H. pylori studies provide some of the best evidence in favor of human-pathogen co-evolution, based on its vertical transmission, long-term colonization of individual hosts, and its approximately 50,000-year association with humans [9,10,••–11, 87••, 95, 101]. H. pylori-mediated gastric disease disproportionately occurs in men, while H. pylori is usually transmitted by the mother, which may also indicate the influence of co-evolution, where female fitness may have been more strongly constrained against H. pylori virulence [97•, 102, 103]. Although onset of H. pylori disease typically occurs during reproductive years, disease usually advances to clinical stages only in late adulthood [97•]. H. pylori also recombines often among multiple strains, potentially rapidly acquiring segments that have not co-evolved with local hosts through horizontal gene transfer [104,105,106,107]. This could disrupt co-evolution and select for increased virulence, especially in regions where humans and H. pylori are highly admixed, such as South America. Therefore, H. pylori and human ancestral groups must be considered in the context of each other, in order to predict gastric disease well. As shown with the Latin America altitude effect described above, geographic location is not a significant factor when host-pathogen genetic ancestry is included in the model [30••].

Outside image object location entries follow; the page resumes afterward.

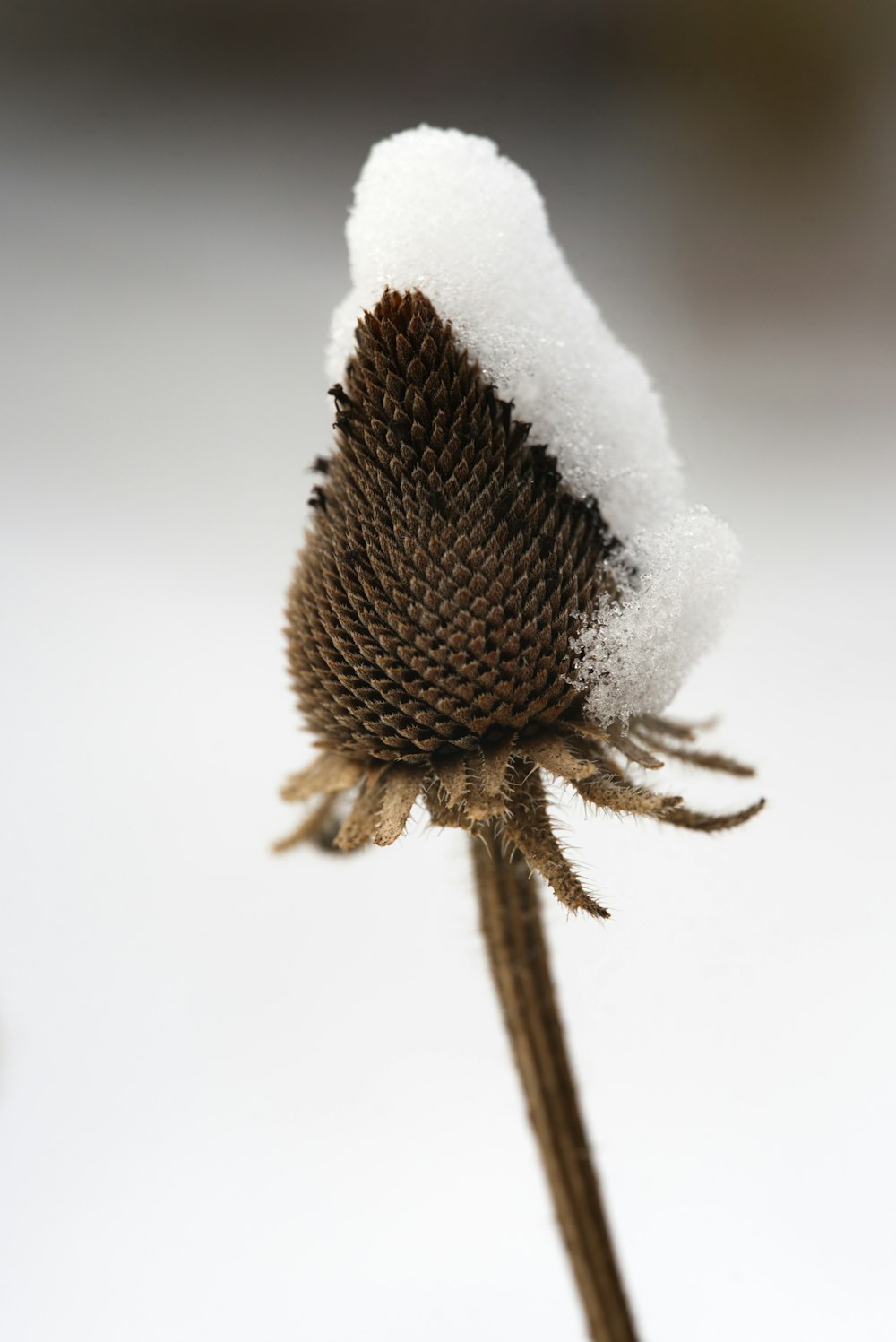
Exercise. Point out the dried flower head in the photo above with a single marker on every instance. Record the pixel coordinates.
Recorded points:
(442, 613)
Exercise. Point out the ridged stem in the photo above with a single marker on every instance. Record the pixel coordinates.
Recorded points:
(518, 956)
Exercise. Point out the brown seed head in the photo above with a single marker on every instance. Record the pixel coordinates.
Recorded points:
(447, 567)
(432, 616)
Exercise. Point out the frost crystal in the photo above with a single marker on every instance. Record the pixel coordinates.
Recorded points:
(445, 213)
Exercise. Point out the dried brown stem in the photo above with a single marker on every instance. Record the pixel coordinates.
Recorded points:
(518, 956)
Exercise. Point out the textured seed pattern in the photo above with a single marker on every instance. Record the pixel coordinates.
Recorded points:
(431, 615)
(447, 565)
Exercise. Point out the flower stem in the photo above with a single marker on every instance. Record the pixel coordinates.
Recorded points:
(518, 955)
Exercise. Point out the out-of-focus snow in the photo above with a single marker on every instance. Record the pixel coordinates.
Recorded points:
(444, 212)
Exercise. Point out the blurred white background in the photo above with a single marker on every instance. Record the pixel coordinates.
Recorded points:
(255, 1096)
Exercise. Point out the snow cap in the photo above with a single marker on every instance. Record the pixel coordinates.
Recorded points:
(445, 213)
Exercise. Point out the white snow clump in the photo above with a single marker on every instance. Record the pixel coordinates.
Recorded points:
(445, 213)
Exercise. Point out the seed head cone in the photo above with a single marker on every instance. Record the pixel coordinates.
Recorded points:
(447, 567)
(432, 618)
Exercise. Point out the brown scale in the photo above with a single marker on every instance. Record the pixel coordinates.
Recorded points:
(432, 610)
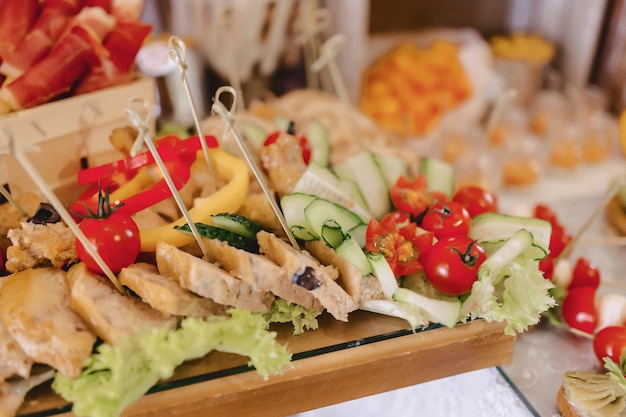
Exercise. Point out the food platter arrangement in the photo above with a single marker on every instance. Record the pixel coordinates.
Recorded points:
(290, 246)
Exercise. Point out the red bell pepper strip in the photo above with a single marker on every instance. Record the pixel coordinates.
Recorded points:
(178, 156)
(122, 44)
(54, 75)
(400, 241)
(413, 196)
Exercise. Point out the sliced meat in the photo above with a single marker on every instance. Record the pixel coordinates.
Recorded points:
(307, 272)
(35, 307)
(108, 313)
(208, 280)
(165, 294)
(15, 362)
(260, 272)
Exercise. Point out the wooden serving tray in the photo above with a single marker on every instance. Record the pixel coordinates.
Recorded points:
(337, 362)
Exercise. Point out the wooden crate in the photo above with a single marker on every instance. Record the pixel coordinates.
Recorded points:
(338, 362)
(66, 131)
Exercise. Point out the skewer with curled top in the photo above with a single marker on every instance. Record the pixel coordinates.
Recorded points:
(229, 118)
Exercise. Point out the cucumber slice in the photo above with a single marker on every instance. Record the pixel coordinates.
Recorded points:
(363, 169)
(383, 273)
(352, 252)
(317, 135)
(439, 175)
(492, 230)
(320, 181)
(392, 167)
(330, 221)
(254, 134)
(358, 234)
(236, 224)
(293, 206)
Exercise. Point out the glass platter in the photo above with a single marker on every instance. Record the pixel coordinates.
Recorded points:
(336, 363)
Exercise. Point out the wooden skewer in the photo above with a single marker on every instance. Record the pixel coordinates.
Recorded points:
(144, 136)
(177, 53)
(228, 118)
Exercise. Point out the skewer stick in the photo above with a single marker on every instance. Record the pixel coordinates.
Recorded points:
(7, 195)
(611, 192)
(18, 152)
(328, 53)
(228, 117)
(144, 136)
(177, 53)
(502, 102)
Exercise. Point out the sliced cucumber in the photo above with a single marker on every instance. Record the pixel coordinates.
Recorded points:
(330, 221)
(383, 273)
(493, 230)
(363, 169)
(439, 175)
(236, 224)
(352, 252)
(392, 167)
(320, 181)
(293, 206)
(233, 239)
(254, 134)
(317, 135)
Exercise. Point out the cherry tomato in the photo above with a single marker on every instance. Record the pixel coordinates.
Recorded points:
(304, 142)
(114, 234)
(412, 196)
(452, 264)
(400, 241)
(447, 218)
(610, 341)
(585, 274)
(579, 310)
(476, 200)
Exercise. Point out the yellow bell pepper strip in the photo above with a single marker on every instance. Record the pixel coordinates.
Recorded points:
(229, 198)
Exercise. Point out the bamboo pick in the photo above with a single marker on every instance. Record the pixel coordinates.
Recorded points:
(177, 53)
(228, 117)
(19, 154)
(144, 136)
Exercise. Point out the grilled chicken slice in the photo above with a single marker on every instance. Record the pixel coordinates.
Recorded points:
(15, 362)
(40, 245)
(260, 272)
(165, 294)
(307, 272)
(208, 280)
(35, 307)
(108, 313)
(12, 393)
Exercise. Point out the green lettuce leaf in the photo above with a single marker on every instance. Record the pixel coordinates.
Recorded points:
(284, 312)
(521, 296)
(116, 376)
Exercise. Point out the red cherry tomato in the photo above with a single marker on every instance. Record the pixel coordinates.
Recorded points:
(116, 239)
(412, 196)
(447, 218)
(585, 274)
(579, 310)
(609, 341)
(452, 264)
(305, 146)
(476, 200)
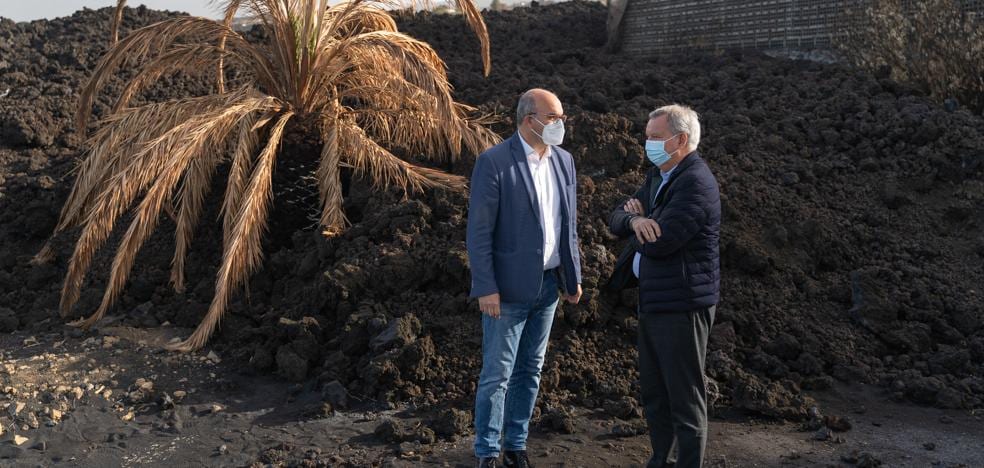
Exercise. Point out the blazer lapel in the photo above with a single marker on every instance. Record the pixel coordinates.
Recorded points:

As a highly recombinogenic bacterium, H. pylori facilitates the study of co-evolution. Introduction of new microbial competitors and human milieus pressured H. pylori to evolve, which may harm the host and in turn influence disease and evolution within the host population. This perpetual host-pathogen evolutionary response, involving different genes and pathways, is likely regionally unique. Humans and pathogens migrating to new environments, or admixing, disrupt co-evolutionary equilibrium and any complementarity developed between host and pathogen. Co-evolutionary interactions tend to promote geographic and spatial variation in disease outcomes, influenced by the local genetic and environmental dynamics that progress towards a unique co-evolutionary equilibrium. Though the role of co-evolution is difficult to definitively prove, all major criteria are met in the case of H. pylori and gastric cancer, where patterns of parallel host-pathogen genetic variation have correlated with functional, molecular changes.

Conclusion

A survey of the current literature on the complex etiology and genetic epidemiology of H. pylori and gastric disease points strongly to a model where both human and H. pylori genetics, including ancestry, influence gastric disease susceptibility, pathogenicity, and progression, depending on each other. Additional studies, in a range of diverse geographic locations, are needed to establish this hypothesis.

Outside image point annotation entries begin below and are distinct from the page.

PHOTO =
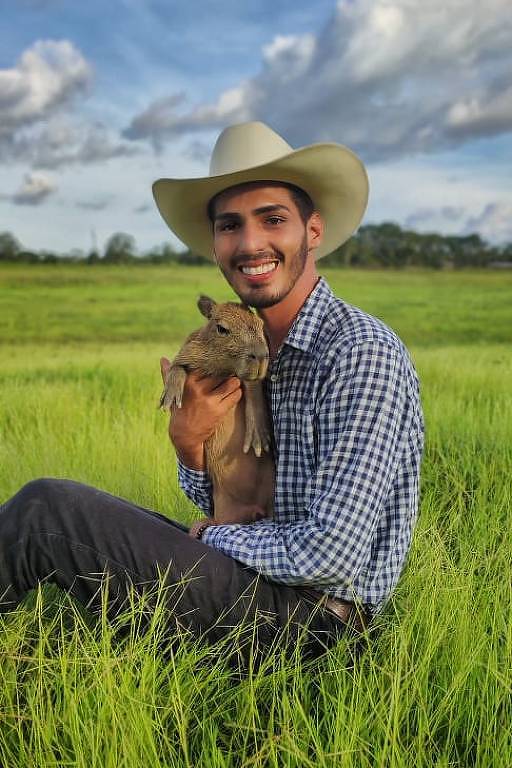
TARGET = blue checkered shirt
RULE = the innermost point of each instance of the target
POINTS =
(348, 430)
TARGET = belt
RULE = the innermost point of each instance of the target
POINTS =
(354, 616)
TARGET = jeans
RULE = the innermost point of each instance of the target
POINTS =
(90, 542)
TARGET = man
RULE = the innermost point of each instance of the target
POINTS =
(347, 422)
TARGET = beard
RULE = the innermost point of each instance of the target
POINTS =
(249, 295)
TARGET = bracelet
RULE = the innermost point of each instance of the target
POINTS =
(201, 529)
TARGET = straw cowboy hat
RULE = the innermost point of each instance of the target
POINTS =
(332, 175)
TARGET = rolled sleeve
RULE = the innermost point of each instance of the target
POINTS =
(197, 486)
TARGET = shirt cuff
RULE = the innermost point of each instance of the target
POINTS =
(197, 486)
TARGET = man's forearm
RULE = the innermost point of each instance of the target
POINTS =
(192, 456)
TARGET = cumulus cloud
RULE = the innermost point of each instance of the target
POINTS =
(35, 98)
(47, 75)
(35, 189)
(387, 77)
(494, 223)
(98, 204)
(143, 208)
(424, 216)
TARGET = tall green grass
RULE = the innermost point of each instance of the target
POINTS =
(80, 382)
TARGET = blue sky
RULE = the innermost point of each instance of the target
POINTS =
(99, 99)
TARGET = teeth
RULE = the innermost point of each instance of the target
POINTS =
(260, 270)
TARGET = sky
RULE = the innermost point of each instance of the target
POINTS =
(98, 99)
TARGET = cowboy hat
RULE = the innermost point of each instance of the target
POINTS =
(332, 175)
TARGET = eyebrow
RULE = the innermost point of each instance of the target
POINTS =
(256, 212)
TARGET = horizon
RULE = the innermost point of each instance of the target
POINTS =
(96, 102)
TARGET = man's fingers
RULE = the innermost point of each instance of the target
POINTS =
(228, 388)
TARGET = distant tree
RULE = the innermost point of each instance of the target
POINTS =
(10, 248)
(120, 248)
(92, 257)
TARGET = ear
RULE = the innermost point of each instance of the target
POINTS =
(315, 231)
(206, 305)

If true, understanding local co-evolutionary history and basic tests of individual human and H. pylori ancestry may serve as a biomarker to facilitate targeted eradication of H. pylori only in individuals at greatest risk, i.e., those with non-co-evolved H. pylori. On a macro level, discordance of ancestry between host and pathogen may serve as a proxy for predicting gastric disease. Because local intrinsic and extrinsic factors influence host-pathogen co-evolution, genetic loci involved in predicting disease may be specific to a geographic region. Studies in different regions will be needed to characterize local co-evolutionary trends. For example, an ancestry-specific co-evolutionary model that applies in Latin America, may not apply in other regions with high gastric cancer incidence, such as eastern Asia. Further elucidation of the co-evolutionary model of disease may contribute a significant paradigm, useful in the study of gastric disease and beyond.